This week is quite lengthy and has several parts. For now, I ask you to concentrate on parts 1 and 2. If we have time we will cover part 3. A large number of applications can be modeled using systems of linear equations. Several such applications are discussed in part 3 of this week. Part 1 Solving systems of linear equations using matrices This is the key of all the material in the following pages.

Part 2. Solving systems of linear equations which do not have a unique solution. This is used in Part 3.

Part 3. Network Analysis.
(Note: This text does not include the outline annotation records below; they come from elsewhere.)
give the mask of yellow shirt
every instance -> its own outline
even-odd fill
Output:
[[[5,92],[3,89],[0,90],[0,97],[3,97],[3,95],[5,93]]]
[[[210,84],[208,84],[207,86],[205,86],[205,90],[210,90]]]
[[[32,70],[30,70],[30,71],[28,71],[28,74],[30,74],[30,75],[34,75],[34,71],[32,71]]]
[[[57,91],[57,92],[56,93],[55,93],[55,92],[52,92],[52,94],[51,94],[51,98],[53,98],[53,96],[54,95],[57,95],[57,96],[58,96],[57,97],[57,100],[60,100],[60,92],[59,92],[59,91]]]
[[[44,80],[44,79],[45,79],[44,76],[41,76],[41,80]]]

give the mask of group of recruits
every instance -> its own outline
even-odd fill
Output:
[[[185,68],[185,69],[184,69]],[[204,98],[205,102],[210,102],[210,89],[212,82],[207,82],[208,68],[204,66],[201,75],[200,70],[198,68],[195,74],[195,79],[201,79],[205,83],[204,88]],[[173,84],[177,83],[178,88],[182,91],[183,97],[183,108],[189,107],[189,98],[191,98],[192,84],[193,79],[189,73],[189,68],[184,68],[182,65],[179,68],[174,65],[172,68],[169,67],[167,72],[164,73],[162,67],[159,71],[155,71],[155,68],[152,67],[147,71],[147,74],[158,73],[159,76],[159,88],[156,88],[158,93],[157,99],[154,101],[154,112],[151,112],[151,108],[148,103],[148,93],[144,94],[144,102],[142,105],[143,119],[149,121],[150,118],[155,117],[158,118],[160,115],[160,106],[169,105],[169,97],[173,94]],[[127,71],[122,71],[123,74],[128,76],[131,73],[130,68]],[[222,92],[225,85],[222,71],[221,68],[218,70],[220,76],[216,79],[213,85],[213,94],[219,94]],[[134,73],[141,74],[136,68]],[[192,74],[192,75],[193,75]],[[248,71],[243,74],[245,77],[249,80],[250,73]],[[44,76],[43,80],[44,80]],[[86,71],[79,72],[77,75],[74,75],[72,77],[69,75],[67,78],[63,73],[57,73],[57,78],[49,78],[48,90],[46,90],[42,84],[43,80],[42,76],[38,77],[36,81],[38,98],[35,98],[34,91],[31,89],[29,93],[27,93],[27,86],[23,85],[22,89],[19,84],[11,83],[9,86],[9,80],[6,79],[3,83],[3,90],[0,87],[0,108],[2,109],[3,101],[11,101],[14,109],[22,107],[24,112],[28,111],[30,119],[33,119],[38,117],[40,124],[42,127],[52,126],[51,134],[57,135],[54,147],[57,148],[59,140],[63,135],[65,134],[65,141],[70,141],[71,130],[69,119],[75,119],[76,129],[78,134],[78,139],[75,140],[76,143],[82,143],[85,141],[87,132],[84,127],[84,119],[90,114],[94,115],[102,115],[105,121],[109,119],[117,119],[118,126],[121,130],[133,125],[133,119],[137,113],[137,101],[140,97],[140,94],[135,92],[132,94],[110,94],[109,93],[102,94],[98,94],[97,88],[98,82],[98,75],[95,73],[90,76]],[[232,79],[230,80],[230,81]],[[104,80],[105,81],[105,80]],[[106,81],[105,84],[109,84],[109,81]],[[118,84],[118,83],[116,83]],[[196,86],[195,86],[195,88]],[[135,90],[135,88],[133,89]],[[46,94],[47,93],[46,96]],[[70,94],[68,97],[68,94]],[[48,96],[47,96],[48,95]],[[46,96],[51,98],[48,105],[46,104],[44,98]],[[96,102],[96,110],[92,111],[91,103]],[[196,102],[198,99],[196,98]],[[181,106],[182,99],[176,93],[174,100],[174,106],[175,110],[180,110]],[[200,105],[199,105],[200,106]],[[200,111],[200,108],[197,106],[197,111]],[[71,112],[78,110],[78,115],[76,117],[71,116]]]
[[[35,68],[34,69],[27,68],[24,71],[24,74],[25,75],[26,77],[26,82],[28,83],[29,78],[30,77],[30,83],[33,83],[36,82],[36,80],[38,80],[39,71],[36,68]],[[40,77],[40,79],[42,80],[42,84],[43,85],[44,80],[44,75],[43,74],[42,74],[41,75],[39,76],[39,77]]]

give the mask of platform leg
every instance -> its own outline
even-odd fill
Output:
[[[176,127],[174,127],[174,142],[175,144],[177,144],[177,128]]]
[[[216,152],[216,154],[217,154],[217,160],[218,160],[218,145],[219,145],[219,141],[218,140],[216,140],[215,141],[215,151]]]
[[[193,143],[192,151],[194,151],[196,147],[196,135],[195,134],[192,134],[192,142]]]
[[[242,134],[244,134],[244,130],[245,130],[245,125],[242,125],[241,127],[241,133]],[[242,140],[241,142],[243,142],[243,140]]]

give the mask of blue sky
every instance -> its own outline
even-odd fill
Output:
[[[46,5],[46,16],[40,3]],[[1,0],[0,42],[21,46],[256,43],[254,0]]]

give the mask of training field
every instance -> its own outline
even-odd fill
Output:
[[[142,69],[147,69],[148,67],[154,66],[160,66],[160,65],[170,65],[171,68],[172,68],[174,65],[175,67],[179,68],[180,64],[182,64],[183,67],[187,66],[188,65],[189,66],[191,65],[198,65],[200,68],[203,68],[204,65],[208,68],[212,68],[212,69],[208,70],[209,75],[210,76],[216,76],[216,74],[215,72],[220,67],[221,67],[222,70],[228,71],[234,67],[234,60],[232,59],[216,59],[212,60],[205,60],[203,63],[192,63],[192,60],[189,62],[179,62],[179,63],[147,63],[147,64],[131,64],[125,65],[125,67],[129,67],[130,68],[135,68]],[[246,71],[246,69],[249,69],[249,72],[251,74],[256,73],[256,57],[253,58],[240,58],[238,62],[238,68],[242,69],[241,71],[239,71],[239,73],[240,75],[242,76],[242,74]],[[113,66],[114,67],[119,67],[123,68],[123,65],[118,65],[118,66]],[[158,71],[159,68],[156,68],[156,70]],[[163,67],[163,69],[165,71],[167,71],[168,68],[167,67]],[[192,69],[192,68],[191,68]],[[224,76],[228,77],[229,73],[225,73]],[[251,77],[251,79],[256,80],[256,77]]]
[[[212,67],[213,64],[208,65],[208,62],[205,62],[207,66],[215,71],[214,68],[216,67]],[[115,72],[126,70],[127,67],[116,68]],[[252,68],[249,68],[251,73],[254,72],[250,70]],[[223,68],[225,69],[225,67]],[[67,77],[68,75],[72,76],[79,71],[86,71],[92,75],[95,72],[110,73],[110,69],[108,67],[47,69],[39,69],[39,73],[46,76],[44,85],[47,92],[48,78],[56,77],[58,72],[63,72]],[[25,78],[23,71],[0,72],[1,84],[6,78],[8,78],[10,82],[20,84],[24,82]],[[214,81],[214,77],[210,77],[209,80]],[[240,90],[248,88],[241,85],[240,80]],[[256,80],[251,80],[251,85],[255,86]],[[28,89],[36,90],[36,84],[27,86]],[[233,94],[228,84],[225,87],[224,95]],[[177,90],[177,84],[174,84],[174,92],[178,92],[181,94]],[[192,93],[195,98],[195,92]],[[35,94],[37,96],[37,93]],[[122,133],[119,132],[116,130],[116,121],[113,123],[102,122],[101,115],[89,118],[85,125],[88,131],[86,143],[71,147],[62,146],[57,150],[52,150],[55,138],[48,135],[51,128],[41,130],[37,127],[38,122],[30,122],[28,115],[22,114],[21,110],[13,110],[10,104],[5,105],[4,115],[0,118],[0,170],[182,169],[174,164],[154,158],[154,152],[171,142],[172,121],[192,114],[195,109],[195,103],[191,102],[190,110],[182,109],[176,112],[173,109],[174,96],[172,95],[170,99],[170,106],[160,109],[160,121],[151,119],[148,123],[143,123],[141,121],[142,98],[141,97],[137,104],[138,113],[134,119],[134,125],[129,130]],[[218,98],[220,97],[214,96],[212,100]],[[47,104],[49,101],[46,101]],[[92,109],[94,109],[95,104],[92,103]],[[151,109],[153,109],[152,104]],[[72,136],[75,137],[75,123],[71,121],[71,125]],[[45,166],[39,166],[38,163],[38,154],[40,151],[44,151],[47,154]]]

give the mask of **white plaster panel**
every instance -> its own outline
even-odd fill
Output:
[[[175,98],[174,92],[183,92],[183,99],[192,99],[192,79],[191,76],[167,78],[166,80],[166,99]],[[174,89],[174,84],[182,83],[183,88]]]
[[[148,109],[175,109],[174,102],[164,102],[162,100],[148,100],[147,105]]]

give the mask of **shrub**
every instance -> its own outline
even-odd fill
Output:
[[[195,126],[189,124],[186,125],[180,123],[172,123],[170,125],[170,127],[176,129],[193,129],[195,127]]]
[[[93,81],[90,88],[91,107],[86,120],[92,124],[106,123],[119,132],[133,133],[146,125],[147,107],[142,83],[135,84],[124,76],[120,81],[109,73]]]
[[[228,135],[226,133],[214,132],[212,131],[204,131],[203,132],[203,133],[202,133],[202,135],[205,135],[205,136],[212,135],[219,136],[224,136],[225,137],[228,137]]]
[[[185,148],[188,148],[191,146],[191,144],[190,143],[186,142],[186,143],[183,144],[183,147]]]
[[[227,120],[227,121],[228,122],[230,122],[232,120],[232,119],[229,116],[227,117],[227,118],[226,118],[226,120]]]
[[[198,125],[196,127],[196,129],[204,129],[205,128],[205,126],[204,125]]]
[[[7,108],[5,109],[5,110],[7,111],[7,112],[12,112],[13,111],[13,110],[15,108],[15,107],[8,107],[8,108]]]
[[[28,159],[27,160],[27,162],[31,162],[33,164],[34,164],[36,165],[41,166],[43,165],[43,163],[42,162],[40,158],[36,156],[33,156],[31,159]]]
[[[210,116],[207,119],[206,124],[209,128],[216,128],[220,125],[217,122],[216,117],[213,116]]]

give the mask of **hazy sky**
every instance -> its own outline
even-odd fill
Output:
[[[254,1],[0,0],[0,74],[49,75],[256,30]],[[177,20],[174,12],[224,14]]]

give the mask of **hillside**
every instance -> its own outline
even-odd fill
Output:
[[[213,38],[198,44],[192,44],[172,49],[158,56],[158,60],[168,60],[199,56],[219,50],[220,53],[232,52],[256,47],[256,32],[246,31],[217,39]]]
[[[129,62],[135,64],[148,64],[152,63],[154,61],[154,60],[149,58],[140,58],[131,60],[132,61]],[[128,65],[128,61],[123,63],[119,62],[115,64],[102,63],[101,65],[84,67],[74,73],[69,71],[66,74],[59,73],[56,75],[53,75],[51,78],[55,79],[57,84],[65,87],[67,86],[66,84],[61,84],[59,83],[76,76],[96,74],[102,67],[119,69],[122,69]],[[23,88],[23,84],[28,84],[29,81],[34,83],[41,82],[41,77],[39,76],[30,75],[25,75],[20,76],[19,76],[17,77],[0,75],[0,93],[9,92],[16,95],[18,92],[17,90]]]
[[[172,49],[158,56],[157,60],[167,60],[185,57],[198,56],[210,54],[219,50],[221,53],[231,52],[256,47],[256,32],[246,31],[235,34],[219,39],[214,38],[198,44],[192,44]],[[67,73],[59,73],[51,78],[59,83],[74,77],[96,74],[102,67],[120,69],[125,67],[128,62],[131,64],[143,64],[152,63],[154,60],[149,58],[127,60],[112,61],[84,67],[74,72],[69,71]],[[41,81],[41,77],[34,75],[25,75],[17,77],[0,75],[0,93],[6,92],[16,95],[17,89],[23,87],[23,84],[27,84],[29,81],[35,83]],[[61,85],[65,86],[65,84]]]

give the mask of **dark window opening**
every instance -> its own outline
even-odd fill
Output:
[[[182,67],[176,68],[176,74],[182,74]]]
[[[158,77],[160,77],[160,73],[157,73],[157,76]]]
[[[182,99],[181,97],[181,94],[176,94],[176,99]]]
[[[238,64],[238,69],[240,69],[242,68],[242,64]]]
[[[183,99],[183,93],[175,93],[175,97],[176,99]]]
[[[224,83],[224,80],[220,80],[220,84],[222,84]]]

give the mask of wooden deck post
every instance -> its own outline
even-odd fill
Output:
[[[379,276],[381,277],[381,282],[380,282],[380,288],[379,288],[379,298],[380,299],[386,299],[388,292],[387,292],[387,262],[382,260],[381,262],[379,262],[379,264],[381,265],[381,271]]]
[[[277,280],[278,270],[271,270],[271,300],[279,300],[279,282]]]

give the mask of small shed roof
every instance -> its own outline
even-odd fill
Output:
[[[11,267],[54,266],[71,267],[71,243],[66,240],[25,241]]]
Fourteen examples, some from students, which depict some of the variety of applications of systems of equations.

Part 4 , The Row Reduction Method for Determining the Inverse of a Matrix Part 1. Solving Systems of Linear Equations Using Matrices

1) Consider the following system of equations: x1 + x3 = 1

x1 – x2 = 0

2x2 + x3 = 2

x1 + 0 x2 + x3 = 1

x1 - x2 + 0x3 = 0 Why?

0x1 + 2x2 + x3 = 2

We will solve this system using a procedure, which will lend itself to a procedure using matrices, which is called the Gauss-Jordan elimination method. But first, two systems of equations are called equivalent if they have the same (set of) solutions. We will see that the above system of equations is equivalent to, as the same solutions, as the system

1x1 + 0 x2 + 0x3 = 1

0x1 +1 x2 + 0x3 = 1

0x1 + 0 x2 + 1x3 = 0

Therefore we can “read off” the solutions directly from the above system, namely

x1 = 1

x2 = 1

x3 = 0

The reader should check by substitution into the original system that these are indeed the solutions.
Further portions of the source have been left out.